Health policy experts viewed Mr. Giuliani’s proposal as an extension of one advanced by President Bush earlier this year, which sought to make health insurance more affordable by changing the tax code to give breaks to people who buy private insurance. A health economist at the American Enterprise Institute, Thomas Miller, praised Mr. Giuliani’s approach and called it a “second-stage evolution” of the Bush plan, but he cautioned that Mr. Giuliani’s vision for transforming the health insurance market was easier said than done.

“That’s a little premature,” Mr. Miller said of an effort to make individually-owned coverage the centerpiece of a new system. The goal, he said, should be to boost the individual market so it can compete fairly with group plans offered through employers.

The Democratic National Committee was also quick to note the similarity to the Bush plan.

“Instead of confronting skyrocketing health care costs, Giuliani is recycling President Bush’s failed agenda and finding new ways to auction off our health care policy to the highest bidder,” a spokesman for the DNC, Damien LaVera, said.

A third leading Republican candidate, Senator McCain of Arizona, has not offered a specific health care proposal, but like Mr. Giuliani, he opposes an individual mandate.

Mr. Romney advocates the law he negotiated in Massachusetts as a model for other states, but he has indicated he does not intend to propose a similar plan on the federal level.

Instead, he would encourage states to develop plans on their own and use the federal government to give them the flexibility to do so. His defense of the Massachusetts plan on Tuesday night was straightforward.

“I’m the guy who actually tackled this issue,” he said during the debate. “We get all of our citizens insured. We get people that were uninsured with private health insurance. We have to stand up and say the market works. Personal responsibility works.”

Mr. Romney at the debate made no mention of the insurance mandate, which was not part of his initial plan in Massachusetts. Rather, he proposed allowing residents the choice of putting up a $10,000 bond that could cover their costs if they needed emergency care.

The director of the Center for Health Policy Studies at the Heritage Foundation, Robert Moffit, who worked on the Massachusetts effort, said Mr. Romney made substantial progress in lowering costs and increasing choices for consumers, including making insurance portable between jobs. “The political achievement was enormous,” Mr. Moffit said.

Negotiating in a political culture dominated by Democrats, Mr. Romney could only go so far, he said. “If the argument is that he didn’t persuade the liberal Democratic legislature to be more conservative, then they’re correct,” Mr. Moffit said.

Mr. Giuliani’s proposal and his appeal for “individual choice” resonated in particular with critics of the Massachusetts law. “The Giuliani plan is infinitely superior,” the director of health and welfare studies at the Cato Institute, Michael Tanner, said. “They’re not even in the same league.”

Mr. Tanner derided the law Mr. Romney signed as an “unprecedented infringement on individual liberty.”
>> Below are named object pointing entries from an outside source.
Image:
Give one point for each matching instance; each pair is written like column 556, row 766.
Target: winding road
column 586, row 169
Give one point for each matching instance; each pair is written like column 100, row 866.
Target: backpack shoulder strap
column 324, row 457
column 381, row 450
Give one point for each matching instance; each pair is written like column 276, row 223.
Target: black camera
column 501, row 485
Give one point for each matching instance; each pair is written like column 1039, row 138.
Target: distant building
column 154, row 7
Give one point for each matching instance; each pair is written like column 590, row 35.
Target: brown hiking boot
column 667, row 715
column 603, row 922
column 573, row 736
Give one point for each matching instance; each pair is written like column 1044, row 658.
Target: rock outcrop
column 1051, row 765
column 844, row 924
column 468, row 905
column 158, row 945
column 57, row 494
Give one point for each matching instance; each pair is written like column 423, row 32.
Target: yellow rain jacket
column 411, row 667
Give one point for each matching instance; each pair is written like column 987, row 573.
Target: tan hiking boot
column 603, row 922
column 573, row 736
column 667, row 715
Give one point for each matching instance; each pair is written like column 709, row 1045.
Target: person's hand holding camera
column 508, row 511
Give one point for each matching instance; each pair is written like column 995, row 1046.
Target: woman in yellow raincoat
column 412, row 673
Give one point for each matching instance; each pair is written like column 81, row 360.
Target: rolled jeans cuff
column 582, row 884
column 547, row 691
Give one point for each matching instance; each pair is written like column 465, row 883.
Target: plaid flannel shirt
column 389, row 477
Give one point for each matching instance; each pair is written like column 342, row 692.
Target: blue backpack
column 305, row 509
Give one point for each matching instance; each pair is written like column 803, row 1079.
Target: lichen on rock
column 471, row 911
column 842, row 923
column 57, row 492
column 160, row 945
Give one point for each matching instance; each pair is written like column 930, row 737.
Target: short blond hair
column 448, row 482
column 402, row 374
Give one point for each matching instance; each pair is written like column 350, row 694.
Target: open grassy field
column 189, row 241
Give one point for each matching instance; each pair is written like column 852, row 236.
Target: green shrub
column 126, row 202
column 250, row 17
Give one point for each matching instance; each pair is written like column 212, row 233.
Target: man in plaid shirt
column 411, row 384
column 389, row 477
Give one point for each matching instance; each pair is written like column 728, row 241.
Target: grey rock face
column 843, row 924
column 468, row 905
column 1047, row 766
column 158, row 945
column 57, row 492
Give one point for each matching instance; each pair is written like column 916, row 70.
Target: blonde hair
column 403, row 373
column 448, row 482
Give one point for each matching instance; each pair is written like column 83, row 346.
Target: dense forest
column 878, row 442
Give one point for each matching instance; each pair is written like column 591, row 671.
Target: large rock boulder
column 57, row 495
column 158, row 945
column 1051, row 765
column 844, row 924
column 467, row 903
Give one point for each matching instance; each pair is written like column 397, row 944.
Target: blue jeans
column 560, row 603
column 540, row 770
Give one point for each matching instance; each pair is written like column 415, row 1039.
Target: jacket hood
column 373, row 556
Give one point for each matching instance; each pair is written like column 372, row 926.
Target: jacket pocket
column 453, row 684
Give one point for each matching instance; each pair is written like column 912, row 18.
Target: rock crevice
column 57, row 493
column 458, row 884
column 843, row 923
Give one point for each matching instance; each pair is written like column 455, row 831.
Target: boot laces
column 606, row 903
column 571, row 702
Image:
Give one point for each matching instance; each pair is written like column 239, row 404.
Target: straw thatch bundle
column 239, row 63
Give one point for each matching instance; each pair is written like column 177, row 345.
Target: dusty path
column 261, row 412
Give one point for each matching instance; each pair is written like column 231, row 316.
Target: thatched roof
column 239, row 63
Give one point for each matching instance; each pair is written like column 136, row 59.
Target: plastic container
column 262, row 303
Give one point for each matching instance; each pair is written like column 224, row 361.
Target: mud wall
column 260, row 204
During the debate, Mr. Giuliani compared his idea for health insurance to the current model for car insurance or homeowners insurance, where people don’t have to be covered for minor accidents or repairs and have more choice in what they can pay for themselves. Conservative health policy scholars agreed with the push for more choice, but several said they are waiting to hear more from the former mayor. “In broad outline, it’s certainly encouraging, but there’s a lot of detail left to be filled in,” a former policy adviser to President Bush who is now at the Center for Medicine in the Public Interest, Douglas Badger, said.